The utilities department of Palo Alto, Calif., is looking to formally establish a program that would make the Silicon Valley city a test bed for emerging energy-efficient technologies.
The Emerging Technology Demonstration Program would invite technology companies to submit proposals for their products that would be evaluated by Palo Alto Utilities and potentially tested by city residents.
Debra Lloyd, a senior resource planner with Palo Alto Utilities, said the department currently runs a similar, informal research development and demonstration program that is funded through public benefits charges that the department collects on gas and electric use. The budget is about $50,000, and proposals are looked at depending on who in the department has time to do it.
The new program, however, would bring that funding level up to $200,000 and formalize a process on how inquiries from companies are processed. According to Lloyd, the additional money would come out of the funds for the current fiscal year.
The first step in the new program is putting together a controlled method for how project ideas are submitted.
“We’ll be working on developing an online application form to structure the proposals that are coming in,” Lloyd explained. “On a quarterly basis, we’ll put together an evaluation team to look through those and pick some projects that we will potentially partner on.”
Lloyd said technology that improves the efficiency of processes and ideas that focus on energy efficiency and water conservation are the types of projects that Palo Alto Utilities is looking for as a part of the program.
She added that part of the criteria that’s used to evaluate a project is its applicability to the utility and customers, beneficial features and market potential, measurable local environmental benefits and process improvement.
“We’ll be looking for innovative programs — things that show potential to add value to the utility and its customers,” Lloyd said.
In the meantime, utilities personnel in Palo Alto are already busy with a variety of energy-efficient projects. According to the Palo Alto Weekly, officials have teamed with Stanford experts and private entities to work on a few things, including a program that gives commercial customers real-time data about energy use.
The Palo Alto City Council’s Policy and Services Committee unanimously approved the program on Nov. 29, but the entire council must also sign-off on it.

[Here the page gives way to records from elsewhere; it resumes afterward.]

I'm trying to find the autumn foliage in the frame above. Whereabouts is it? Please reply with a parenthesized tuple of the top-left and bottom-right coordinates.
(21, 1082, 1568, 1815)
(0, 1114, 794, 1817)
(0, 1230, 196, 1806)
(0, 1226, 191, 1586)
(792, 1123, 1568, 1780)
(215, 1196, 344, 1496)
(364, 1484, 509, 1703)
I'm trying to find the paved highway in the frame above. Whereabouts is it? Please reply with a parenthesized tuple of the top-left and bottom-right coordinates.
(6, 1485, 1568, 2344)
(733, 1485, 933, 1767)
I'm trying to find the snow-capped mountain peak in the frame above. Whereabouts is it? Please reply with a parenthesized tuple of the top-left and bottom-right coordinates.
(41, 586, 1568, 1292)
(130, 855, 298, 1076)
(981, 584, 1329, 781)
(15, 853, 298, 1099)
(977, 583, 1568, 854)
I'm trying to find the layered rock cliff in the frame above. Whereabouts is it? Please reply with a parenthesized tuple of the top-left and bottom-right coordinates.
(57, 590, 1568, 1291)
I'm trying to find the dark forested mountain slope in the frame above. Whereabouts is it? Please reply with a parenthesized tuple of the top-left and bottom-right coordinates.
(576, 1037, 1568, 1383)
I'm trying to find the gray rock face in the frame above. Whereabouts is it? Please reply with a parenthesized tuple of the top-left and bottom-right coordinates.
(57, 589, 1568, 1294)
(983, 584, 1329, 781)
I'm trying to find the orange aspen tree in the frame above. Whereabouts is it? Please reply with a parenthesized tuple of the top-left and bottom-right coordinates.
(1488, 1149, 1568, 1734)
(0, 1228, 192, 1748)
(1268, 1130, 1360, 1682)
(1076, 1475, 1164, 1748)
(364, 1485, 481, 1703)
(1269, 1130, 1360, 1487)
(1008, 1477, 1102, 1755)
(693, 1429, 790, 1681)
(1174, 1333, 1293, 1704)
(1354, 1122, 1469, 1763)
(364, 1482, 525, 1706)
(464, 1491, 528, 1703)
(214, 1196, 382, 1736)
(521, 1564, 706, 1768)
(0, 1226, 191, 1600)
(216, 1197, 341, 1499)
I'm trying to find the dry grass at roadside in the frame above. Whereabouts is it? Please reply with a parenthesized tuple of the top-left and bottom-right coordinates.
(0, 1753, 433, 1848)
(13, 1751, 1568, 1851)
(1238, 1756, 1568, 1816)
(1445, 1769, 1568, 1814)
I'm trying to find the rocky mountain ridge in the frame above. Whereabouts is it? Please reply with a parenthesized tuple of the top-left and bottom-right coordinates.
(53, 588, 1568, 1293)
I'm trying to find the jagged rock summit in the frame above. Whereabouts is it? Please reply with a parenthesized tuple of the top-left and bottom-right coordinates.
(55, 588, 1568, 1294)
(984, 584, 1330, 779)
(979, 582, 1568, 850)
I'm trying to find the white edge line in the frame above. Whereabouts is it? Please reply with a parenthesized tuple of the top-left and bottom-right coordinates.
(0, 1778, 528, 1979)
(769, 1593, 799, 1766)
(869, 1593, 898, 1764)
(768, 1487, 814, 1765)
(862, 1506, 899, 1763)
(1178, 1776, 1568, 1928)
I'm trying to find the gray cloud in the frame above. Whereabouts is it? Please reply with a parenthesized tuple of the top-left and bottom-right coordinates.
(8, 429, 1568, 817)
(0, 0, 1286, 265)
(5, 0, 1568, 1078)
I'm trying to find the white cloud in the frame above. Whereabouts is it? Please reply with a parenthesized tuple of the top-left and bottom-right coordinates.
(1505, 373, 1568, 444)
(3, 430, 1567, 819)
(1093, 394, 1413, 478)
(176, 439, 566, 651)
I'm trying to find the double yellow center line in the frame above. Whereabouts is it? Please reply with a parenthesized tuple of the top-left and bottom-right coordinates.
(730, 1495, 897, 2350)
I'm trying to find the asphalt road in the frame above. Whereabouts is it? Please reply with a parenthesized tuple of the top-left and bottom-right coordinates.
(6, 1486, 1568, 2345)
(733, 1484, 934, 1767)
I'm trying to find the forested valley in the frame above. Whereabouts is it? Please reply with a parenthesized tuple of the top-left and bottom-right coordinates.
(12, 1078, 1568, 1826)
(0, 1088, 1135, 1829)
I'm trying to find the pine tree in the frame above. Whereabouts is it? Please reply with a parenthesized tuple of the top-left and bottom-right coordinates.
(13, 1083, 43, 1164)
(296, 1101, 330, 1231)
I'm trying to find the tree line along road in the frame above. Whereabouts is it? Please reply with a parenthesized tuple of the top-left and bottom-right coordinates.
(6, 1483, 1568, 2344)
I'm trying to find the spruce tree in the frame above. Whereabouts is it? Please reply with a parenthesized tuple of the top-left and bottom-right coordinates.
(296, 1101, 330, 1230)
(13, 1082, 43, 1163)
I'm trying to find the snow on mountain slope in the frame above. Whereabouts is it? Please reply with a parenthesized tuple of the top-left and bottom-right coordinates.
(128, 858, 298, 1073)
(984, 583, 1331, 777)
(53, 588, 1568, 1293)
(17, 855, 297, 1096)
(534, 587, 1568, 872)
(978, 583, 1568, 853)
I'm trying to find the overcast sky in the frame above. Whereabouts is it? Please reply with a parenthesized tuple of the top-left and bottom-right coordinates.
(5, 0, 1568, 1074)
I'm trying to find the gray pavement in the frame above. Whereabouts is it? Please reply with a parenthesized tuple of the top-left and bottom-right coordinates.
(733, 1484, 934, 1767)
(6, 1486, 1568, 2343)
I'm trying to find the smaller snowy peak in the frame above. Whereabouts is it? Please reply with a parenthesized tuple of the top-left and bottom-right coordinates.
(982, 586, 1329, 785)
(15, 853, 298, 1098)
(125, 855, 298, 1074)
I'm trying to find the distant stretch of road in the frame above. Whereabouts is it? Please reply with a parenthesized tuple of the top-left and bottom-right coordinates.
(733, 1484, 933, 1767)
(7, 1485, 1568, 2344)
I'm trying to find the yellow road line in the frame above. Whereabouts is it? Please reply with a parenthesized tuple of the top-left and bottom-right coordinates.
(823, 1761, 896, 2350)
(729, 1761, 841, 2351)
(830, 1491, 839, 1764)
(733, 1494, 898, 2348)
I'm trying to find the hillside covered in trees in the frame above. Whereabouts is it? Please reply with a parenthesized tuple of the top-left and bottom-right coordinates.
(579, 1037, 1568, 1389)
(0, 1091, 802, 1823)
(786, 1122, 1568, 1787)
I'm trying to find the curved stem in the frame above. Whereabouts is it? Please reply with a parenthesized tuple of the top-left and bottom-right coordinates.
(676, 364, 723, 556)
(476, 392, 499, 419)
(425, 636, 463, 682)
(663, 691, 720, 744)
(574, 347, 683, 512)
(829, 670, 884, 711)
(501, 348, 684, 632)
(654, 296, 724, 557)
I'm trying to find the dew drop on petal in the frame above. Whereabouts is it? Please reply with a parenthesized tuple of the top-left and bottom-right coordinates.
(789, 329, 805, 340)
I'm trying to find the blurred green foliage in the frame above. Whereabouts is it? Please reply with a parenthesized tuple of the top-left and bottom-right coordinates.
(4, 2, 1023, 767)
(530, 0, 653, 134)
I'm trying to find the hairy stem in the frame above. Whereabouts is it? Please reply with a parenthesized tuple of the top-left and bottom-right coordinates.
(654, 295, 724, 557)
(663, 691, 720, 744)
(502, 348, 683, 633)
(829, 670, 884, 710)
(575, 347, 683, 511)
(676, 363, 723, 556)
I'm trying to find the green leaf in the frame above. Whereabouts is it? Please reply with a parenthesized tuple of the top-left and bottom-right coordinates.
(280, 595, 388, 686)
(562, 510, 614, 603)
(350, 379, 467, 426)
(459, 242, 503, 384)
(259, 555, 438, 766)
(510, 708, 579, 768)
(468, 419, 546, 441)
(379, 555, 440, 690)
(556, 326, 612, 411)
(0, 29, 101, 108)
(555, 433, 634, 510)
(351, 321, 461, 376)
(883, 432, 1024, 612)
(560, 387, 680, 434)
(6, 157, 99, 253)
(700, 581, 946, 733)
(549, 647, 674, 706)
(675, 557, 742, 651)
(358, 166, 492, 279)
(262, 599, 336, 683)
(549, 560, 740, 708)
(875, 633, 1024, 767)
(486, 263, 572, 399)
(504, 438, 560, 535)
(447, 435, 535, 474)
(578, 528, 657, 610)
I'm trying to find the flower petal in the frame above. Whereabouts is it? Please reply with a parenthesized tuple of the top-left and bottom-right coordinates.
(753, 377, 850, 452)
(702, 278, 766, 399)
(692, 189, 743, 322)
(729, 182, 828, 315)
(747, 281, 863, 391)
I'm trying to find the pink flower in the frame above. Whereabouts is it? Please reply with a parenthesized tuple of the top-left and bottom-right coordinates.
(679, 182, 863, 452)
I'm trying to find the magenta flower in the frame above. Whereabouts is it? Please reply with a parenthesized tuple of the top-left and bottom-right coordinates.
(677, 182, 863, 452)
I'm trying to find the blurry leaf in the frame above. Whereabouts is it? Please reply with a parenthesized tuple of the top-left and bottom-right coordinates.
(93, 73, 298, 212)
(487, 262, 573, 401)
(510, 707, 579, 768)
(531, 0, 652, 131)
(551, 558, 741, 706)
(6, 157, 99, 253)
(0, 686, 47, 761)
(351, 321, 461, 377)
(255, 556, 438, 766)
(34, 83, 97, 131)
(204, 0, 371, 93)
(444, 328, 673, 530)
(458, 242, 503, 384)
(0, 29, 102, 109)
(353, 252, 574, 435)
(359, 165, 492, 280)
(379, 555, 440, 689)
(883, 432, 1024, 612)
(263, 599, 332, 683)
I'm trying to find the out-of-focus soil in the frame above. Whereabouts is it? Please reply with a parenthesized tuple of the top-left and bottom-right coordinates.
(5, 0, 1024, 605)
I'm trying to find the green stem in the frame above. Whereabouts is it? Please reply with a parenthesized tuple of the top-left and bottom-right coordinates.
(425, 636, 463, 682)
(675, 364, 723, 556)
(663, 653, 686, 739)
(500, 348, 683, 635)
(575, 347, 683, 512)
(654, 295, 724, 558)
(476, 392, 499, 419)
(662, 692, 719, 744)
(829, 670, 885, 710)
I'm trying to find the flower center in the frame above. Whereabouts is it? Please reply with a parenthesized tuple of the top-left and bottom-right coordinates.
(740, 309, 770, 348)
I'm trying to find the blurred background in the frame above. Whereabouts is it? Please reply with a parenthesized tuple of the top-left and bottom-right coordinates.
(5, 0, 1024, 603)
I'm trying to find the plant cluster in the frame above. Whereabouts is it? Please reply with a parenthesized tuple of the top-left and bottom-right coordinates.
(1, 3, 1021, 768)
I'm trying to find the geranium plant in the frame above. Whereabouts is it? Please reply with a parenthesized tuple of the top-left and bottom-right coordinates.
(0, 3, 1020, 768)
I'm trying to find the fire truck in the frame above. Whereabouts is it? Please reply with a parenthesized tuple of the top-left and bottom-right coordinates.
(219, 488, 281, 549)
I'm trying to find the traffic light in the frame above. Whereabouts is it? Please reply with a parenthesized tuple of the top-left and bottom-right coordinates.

Lloyd said the utilities department is trying to get the program on the council’s agenda for Dec. 19, but if not, it would be discussed in January 2012.
If it goes forward, Lloyd estimated getting the Emerging Technology Demonstration Program online early next year.
“We had been hoping to get the program rolling out in February, but that may be a little optimistic at this point,” Lloyd said. “But given that the first phase of the program is setting up that application form, we’re hoping [to start] not too long after the first quarter of 2012.”